Fukushima’s disabled reactors have inspired terabytes of sweaty commentary and a string of apocalyptic warnings. Former employees, however, say tedium, exhaustion and heat are the biggest problems.

Kazuto Tatsuta, a former Daiichi worker who had drawn a series of bestselling manga comic books about his experiences, says he wanted to describe the mundane grind of life onsite, and the men who keep the decades-long decommissioning humming. "I felt the media was exaggerating what was going on," he says, describing his style as "reportage".

“Everyone concentrates on the supposedly miserable experiences of the workers but when I was there I saw men mostly happy to be there.”

Tatsuta (who uses a pseudonym) says his biggest gripe about life at Daiichi was how crowded it was – 7,000 workers labour daily on the 864-acre site. He worries little about radiation. “Half of all Japanese will get cancer anyway, so how can you tell?” he asks. “It’s just a job and like all jobs there are risks and problems.”

Heatstroke

In mid-March, the fifth anniversary of the disaster, the weather is still cool in Fukushima. But in summer, working in Hazmat suits, layers of gloves and full-face masks, heat stroke is a constant hazard, says Kai Watanabe, another former Daiichi engineer. Men are recycled off the plant into other jobs if they become ill or exceed the limits of their exposure to radiation.

According to Tepco, more than 15,000 workers have received doses exceeding 10 millisieverts a year, well below the typical worldwide general limit of 20 millisieverts. Health ministry officials say there is no proven link between cancer and radiation exposure below 100 millisieverts a year.

Yamada, however, was exposed to just 19.8 millisieverts, most of it at Fukushima Daiichi.

“The reason why I got cancer was because I worked at the plant and was exposed to radiation,” he says. “I cannot think of other reasons. My DNA tests did not show any signs of genetic abnormalities that might have led to leukaemia.”

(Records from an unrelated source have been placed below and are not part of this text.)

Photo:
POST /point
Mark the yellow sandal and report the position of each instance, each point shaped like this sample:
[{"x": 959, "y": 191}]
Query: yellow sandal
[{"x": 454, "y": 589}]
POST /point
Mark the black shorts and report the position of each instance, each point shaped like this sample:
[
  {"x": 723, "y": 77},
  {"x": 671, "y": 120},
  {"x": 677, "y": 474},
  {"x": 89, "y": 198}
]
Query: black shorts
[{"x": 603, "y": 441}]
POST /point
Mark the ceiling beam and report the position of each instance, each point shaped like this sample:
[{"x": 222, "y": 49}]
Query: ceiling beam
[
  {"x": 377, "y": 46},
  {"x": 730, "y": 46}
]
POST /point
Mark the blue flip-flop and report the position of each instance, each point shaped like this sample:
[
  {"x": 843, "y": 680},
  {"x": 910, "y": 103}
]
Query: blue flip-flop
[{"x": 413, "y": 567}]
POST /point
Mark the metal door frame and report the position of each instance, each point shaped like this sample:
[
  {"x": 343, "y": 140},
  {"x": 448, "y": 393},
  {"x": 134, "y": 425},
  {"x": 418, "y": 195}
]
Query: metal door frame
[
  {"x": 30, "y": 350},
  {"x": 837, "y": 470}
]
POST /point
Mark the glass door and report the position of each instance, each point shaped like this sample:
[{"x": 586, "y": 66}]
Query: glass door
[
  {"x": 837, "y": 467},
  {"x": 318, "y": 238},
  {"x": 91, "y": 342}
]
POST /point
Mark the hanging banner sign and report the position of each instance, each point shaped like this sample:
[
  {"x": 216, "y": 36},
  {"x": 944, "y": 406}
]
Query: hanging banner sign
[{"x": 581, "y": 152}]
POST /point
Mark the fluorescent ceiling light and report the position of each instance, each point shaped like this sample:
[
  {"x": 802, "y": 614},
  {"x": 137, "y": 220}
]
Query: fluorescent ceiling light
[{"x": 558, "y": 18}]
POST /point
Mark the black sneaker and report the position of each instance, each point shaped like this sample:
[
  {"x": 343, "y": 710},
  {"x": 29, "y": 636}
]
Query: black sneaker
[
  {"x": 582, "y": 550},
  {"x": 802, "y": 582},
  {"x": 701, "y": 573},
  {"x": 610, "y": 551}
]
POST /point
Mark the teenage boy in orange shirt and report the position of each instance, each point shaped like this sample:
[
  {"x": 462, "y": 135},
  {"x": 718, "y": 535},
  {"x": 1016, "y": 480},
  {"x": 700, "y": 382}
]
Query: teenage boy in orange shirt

His illness is currently in remission, but he takes antimicrobial drugs and is tested every two months for signs that the disease is returning. He says he is one of just 14 people awarded workplace compensation for radiation-induced illnesses in Japan since 1976. "There must have been many, many more cases but their claims were rejected."

Yamada says he feels deceived that he was not told any of this, or that his former employers did not warn him that life insurance companies do not offer coverage to people who work at nuclear facilities. Watanabe is more sanguine. Many men, especially the low skilled are happy to work in Fukushima, he says. “It has produced a lot of jobs. But the worst thing is the sense that you are disposable.”